Loro: Unstable, Genius, by David Bax
This review originally ran as a part of our TIFF 2018 coverage.
Back in 2008, Paolo Sorrentino and actor Toni Servillo made a film called Il Divo, in which Servillo portrayed former Italian prime minister Giulio Andreotti. That movie was more sizzle than steak but it was the first major calling card of the longtime director/star duo. Now, a decade later, the two have re-teamed to bring us a movie that is absolutely not–according to the tongue-in-cheek opening disclaimer–based on any real life figures. Any connections you may make between Servillo’s portrayal of a once and future prime minister and television network owner named Silvio and Italian politician Silvio Berlusconi are all on you, apparently. Today, we might just as well draw parallels to another self-interested, scandal-ridden world leader even though, when Silvio points out that truth doesn’t matter, “the only thing that matters is that you believed me,” he comes across as more self-aware than Donald Trump ever has.
Loro, as it is being released outside of Italy, is cut down by almost an hour from a two-part series into a single two and a half hour epic. This version tells two stories. In one, an ambitious social and financial climber named Sergio (Riccardo Scamarcio) attempts to work his way into Silvio’s good graces by becoming a “talent scout” representing scores of gorgeous young women who are always ready to attend a party. In the other, Silvio plots his return to office. If Loro were based on the life of Berlusconi, this would place events in roughly 2007 but, again, it’s not. One imagines that the full, two-part version is more evenly balanced but this cut wisely favors the better Silvio story. While both narratives include the annoying trope of one character being summed up by another for the audience’s benefits, the insights into Silvio are deeper and clearly more thought out.
But let’s start, as Loro does, with Sergio. His sections operate more in the mile-a-minute, surreal and dreamy mode that we’ve come to expect from Sorrentino (which makes sense given the constant drug use of Sergio and his cohorts). Yet these bells and whistles are even more superficial than they were in, for example, Sorrentino’s last feature, 2015’s underrated Youth. There are occasional inspired touches, like when the characters, under the influence of MDMA, gaze toward Silvio’s seaside estate and brass rings appear in their pupils. Mostly, though, Sergio’s tale is a slightly askew version of the Scarface/Wolf of Wall Street story in which an amoral striver rises high before his fall.
Once things switch to Silvio (and more or less remain there), Sorrentino calms down and focuses. Who needs flashy adornments, after all, when Servillo’s grin remains a special effect all on its own? The bulk of Loro is so restrained in comparison to the rest of Sorrentino’s work, you could even accuse the director of maturing. Where Il Divo‘s abstraction of Andreotti’s political career bordered on the impressionistic, Loro engages with its subject’s psyche and motivations directly. The climactic argument between Silvio and his wife (Elena Sofia Ricci) is a Neil Simon-esque survey of the couple’s entire romantic and political history.

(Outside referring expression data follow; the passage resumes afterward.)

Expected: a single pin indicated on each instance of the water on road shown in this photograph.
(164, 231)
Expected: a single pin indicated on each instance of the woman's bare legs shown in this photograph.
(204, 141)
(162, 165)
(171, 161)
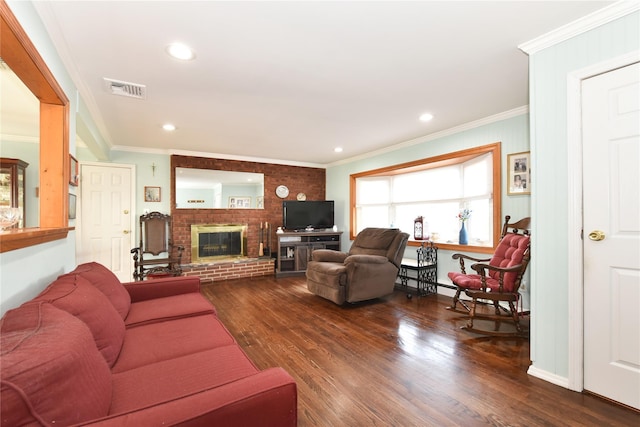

Of course, whatever they are arguing about, we already know the outcome (or we would if they were based on Berlusconi and his wife, which they’re not). She divorces him and he resumes leadership of the country. Loro has a motif of countdowns, from the timer on a microwave to the ticking clock of Silvio constantly promising to fire up the enormous, working volcano replica on his estate. In each case, and in Loro as a whole, we know what happens when the counter reaches zero but we can’t wait to see it anyway.